Jobs Most At Risk from AI
This table is a current snapshot of the jobs that appear on the higher-risk side within this country profile. It is useful as a directional comparison, not as a permanent national ranking.
| Rank | Job | Risk Score |
|---|---|---|
| 1 | Software Tester | 85 |
| 2 | Data Entry Clerk | 82 |
| 3 | Retail Cashier | 79 |
| 4 | Data Analyst | 79 |
| 5 | Bookkeeper | 78 |
| 6 | Accounting Clerk | 77 |
| 7 | Truck Driver | 77 |
| 8 | QA Engineer | 77 |
| 9 | Proofreader | 76 |
| 10 | Translator | 74 |
| 11 | Insurance Underwriter | 73 |
| 12 | Mobile App Developer | 73 |
| 13 | Software Engineer | 73 |
| 14 | Civil Drafter | 73 |
| 15 | Taxi Driver | 72 |
| 16 | System Administrator | 71 |
| 17 | Bank Teller | 69 |
| 18 | Tax Preparer | 69 |
| 19 | Programmer | 69 |
| 20 | IT Support Specialist | 67 |
Jobs Safest from AI
This table shows the jobs that currently appear on the lower-risk side within this country profile. Read it as a structural comparison of work, not as a guarantee that these roles will stay unchanged.

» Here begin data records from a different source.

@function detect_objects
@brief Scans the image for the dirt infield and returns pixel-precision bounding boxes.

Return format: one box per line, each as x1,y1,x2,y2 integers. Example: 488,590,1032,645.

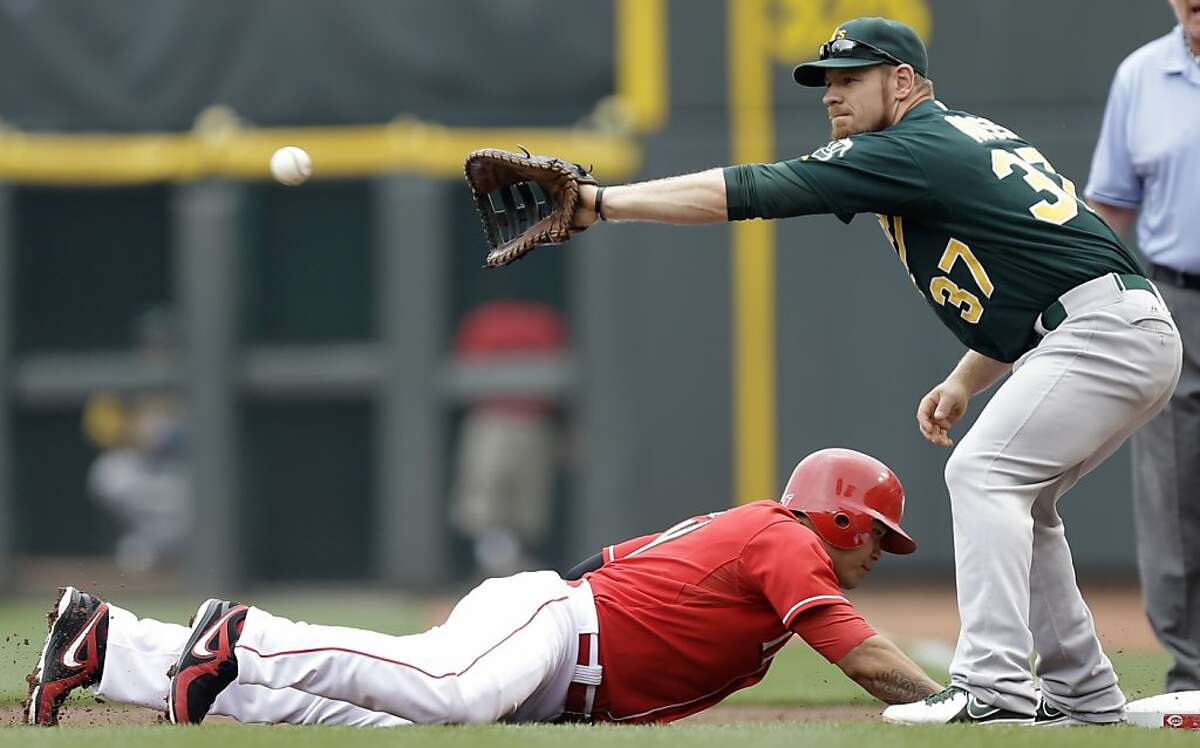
0,704,882,728
851,586,1159,650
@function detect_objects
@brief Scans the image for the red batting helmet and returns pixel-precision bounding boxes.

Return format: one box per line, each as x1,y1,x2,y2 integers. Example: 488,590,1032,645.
779,449,917,553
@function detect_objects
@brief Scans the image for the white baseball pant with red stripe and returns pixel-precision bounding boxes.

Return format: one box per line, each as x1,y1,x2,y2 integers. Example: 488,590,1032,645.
234,572,599,724
96,572,599,726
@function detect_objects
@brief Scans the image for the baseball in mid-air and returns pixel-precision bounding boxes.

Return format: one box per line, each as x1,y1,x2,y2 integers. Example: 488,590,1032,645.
271,145,312,187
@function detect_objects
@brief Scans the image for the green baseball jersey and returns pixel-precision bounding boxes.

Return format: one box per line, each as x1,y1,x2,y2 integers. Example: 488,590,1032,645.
725,101,1145,361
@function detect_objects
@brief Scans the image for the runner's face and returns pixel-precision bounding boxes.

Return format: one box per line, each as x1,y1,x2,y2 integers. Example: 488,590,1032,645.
821,65,897,140
1170,0,1200,54
826,520,888,590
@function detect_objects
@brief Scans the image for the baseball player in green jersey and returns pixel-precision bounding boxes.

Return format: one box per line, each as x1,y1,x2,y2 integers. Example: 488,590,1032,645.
561,18,1182,724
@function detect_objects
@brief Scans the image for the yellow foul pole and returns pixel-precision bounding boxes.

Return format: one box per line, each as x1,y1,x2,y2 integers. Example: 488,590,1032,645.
726,0,776,503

| Rank | Job | Risk Score |
|---|---|---|
| 1 | Surgeon | 10 |
| 2 | Therapist | 11 |
| 3 | Electrician | 11 |
| 4 | Plumber | 11 |
| 5 | Psychologist | 12 |
| 6 | Paramedic | 14 |
| 7 | Nurse | 15 |
| 8 | Dentist | 15 |
| 9 | Psychiatrist | 16 |
| 10 | School Counselor | 16 |
| 11 | Veterinarian | 17 |
| 12 | Machine Learning Engineer | 17 |
| 13 | Professor | 18 |
| 14 | Doctor | 19 |
| 15 | Air Traffic Controller | 19 |
| 16 | Social Worker | 20 |
| 17 | Elevator Technician | 21 |
| 18 | Teacher | 22 |
| 19 | Aircraft Mechanic | 22 |
| 20 | Astronomer | 22 |
Industry Risk
This table compares the industries that shape the country score today. It is most useful for seeing which parts of the economy pull the average up or down.
| Industry | Industry Average Risk Score |
|---|---|
| Media | 64.67 |
| Retail | 62.5 |
| Finance | 59.87 |
| Technology | 54.78 |
| Transportation | 45.1 |
| Manufacturing | 41.63 |
| Energy | 37.67 |
| Construction | 34.25 |
| Science | 32.33 |
| Education | 31.92 |
| Healthcare | 26.13 |
Frequently asked questions
Q.Which jobs are most at risk from AI in Canada?
In Canada, the jobs with the highest AI risk scores include Software Tester. The full ranking of the most and least exposed jobs in Canada is shown above.
Q.Which jobs are safest from AI in Canada?
The Canada roles least exposed to AI automation include Surgeon, which tend to rely on physical work, in-person interaction, or accountable judgment.
Q.How exposed is Canada to AI automation?
A country's exposure mostly reflects what its workforce actually does. Canada combines highly exposed office and back-office work with more durable physical, field, or care work, so a single national score is a broad signal rather than a full picture.
Q.Does a high AI risk score mean jobs will disappear in Canada?
No. The score measures how exposed typical tasks are to automation, not a forecast of job losses. Real-world adoption also depends on cost, regulation, and local labor conditions.